Create an Azure storage account
It is recommended to have a dedicated storage account for each Model9 environment such as Sandbox/Test/Prod.
When creating a new storage account the following parameters should be considered:
- Choose the location closest to your Mainframe site
- LRS - Replicates your data three times within a single physical location in the primary region
- ZRS - Replicates your Azure Storage data synchronously across three Azure availability zones in the primary region
- GRS - Copies your data synchronously three times within a single physical location in the primary region using LRS. It then copies your data asynchronously to a single physical location in the secondary region
- RA-GRS - Copies your data synchronously across three Azure availability zones in the primary region using ZRS. It then copies your data asynchronously to a single physical location in the secondary region
- Default access tier
- As Model9 works in bulk, in most cases “Cool” storage will provide good performance and will costs less money. You can either choose Cool or Hot.

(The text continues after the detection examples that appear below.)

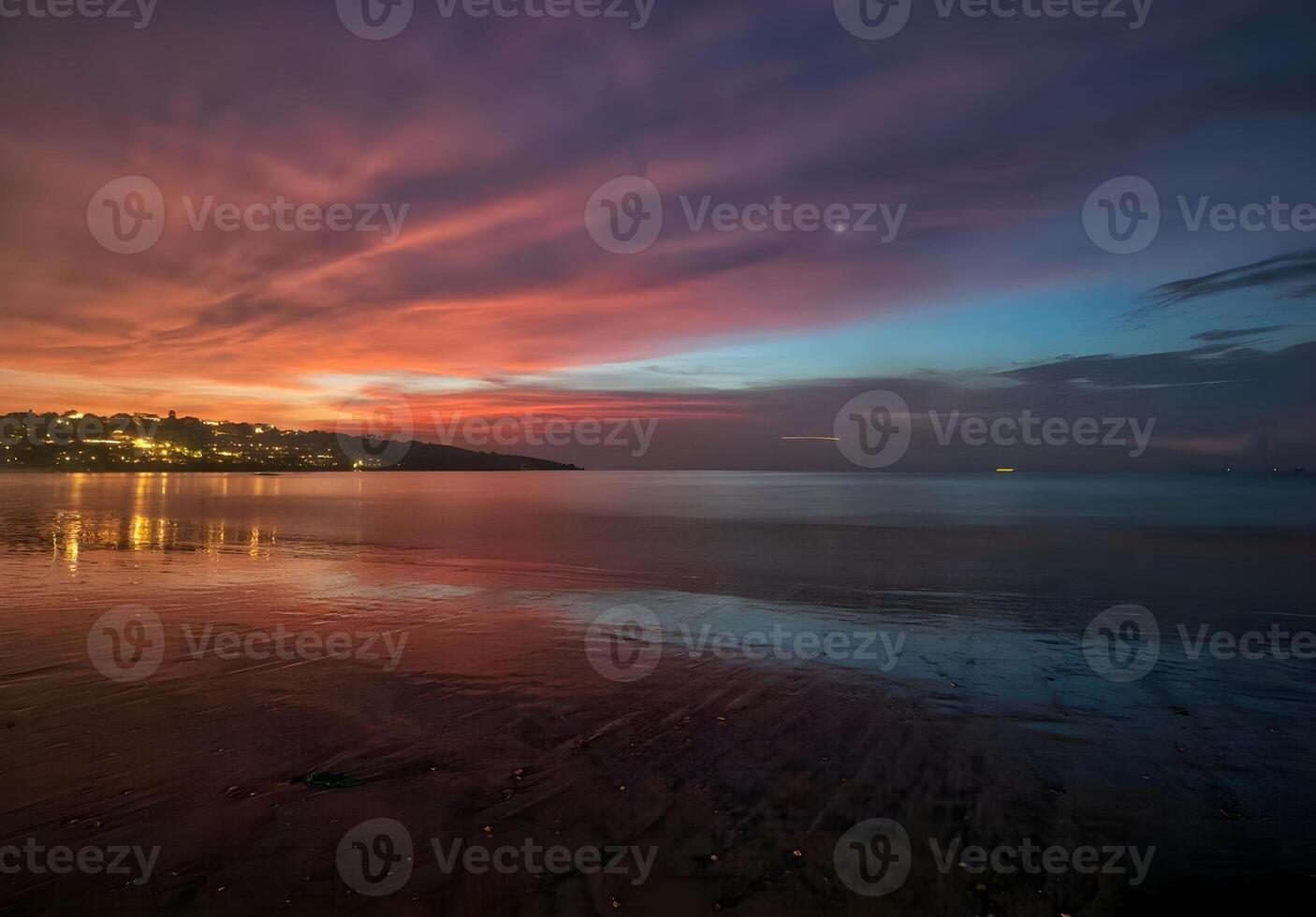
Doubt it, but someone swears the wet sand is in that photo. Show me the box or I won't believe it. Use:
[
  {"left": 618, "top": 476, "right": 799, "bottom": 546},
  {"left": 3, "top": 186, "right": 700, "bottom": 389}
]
[{"left": 0, "top": 475, "right": 1316, "bottom": 914}]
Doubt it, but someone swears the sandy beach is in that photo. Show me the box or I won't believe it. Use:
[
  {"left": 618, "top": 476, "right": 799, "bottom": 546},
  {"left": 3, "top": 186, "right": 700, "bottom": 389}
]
[{"left": 0, "top": 482, "right": 1316, "bottom": 914}]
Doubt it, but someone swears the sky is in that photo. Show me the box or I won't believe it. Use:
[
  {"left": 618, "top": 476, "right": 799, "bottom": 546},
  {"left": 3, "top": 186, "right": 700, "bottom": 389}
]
[{"left": 0, "top": 0, "right": 1316, "bottom": 471}]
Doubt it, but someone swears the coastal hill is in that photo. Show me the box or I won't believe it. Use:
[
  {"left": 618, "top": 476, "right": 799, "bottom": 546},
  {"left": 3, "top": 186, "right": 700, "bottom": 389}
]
[{"left": 0, "top": 411, "right": 579, "bottom": 471}]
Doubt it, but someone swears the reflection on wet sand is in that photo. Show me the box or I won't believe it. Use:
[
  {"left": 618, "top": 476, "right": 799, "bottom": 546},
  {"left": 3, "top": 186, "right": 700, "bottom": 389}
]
[{"left": 43, "top": 473, "right": 280, "bottom": 575}]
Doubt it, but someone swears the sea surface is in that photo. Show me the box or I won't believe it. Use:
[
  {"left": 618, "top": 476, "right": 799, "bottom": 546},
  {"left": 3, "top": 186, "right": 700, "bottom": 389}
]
[{"left": 0, "top": 473, "right": 1316, "bottom": 913}]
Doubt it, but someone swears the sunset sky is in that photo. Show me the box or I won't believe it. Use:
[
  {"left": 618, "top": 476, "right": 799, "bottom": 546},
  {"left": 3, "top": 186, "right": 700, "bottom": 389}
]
[{"left": 0, "top": 0, "right": 1316, "bottom": 470}]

- Secure transfer required
- Set this option to “Enabled” to enforce data in flight encryption when accessing Azure storage.
- Allow Blob public access
- Set this option to “Disabled”. Unauthenticated users should not be able to access the Azure storage.
In the storage account Encryption settings, create an encryption scope and provide the data-at-rest encryption key that you would like to use with Model9. The encryption scope will be used during the container creation.
CREATE A CONTAINER
You must create a dedicated container for each Model9 environment such as Sandbox/Test/Prod. If a single management server manages multiple environments, the container can be shared. Each Model9 management server must have a dedicated container.
When creating the new container, make sure to select the encryption scope you created on the storage account.